The cohomology ring of an even dimensional sphere is $\mathbb{Z}[\alpha]/(\alpha^2)$ where the degree of $\alpha$ is the dimension of the sphere. From the Künneth formula, the cohomology ring of a product of even dimensional spheres is $\mathbb{Z}[\alpha]/(\alpha^2) \otimes \mathbb{Z}[\beta]/(\beta^2) \simeq \mathbb{Z}[\alpha,\beta]/(\alpha^2,\beta^2)$.
I want to focus on the isomorphism between the above tensor product of polynomial rings with the two variable polynomial ring.
In particular the case of an odd dimensional sphere, according to Hatcher, the cohomology ring of an odd dimensional sphere is the exterior algebra $\Lambda[\alpha]$ where the degree of $\alpha$ is odd.

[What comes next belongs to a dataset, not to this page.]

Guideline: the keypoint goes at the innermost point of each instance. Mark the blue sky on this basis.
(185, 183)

For an exterior algebra of more than one variable, the generators anti-commute which, from my understanding, is the real distinction between an exterior algebra and the polynomial ring $\mathbb{Z}[\alpha]/(\alpha^2)$. In the case of a one variable exterior algebra, it seems there is no difference between the polynomial ring and the exterior algebra.
If, for example, one wishes to compute the polynomial ring of, say, $S^3 \times S^2$, we have by Künneth that the polynomial ring is $\Lambda[\alpha] \otimes \mathbb{Z}[\beta]/(\beta^2)$ where the degrees of $\alpha$ and $\beta$ are 3 and 2, respectively.
My question is, can we say that the above graded tensor product is isomorphic to $\mathbb{Z}[\alpha,\beta]/(\alpha^2,\beta^2)$?
I believe we can, because the cup product multiplication satisfies $\alpha\beta = (-1)^{|\alpha||\beta|}\beta\alpha$ and, because the degree of $\beta$ is even, this means that $\alpha$ and $\beta$ commute.
Is this logic correct?
Best Answer
Let's consider $S^{2n}\times S^{2m+1}$, where $m,n\in\Bbb Z^+$, then $H^*(S^{2n}\times S^{2m+1})\cong \Lambda_{\Bbb Z}[\alpha]\otimes \Bbb Z[\beta]/(\beta^2)$, where $|\alpha|=2m+1,|\beta|=2n$.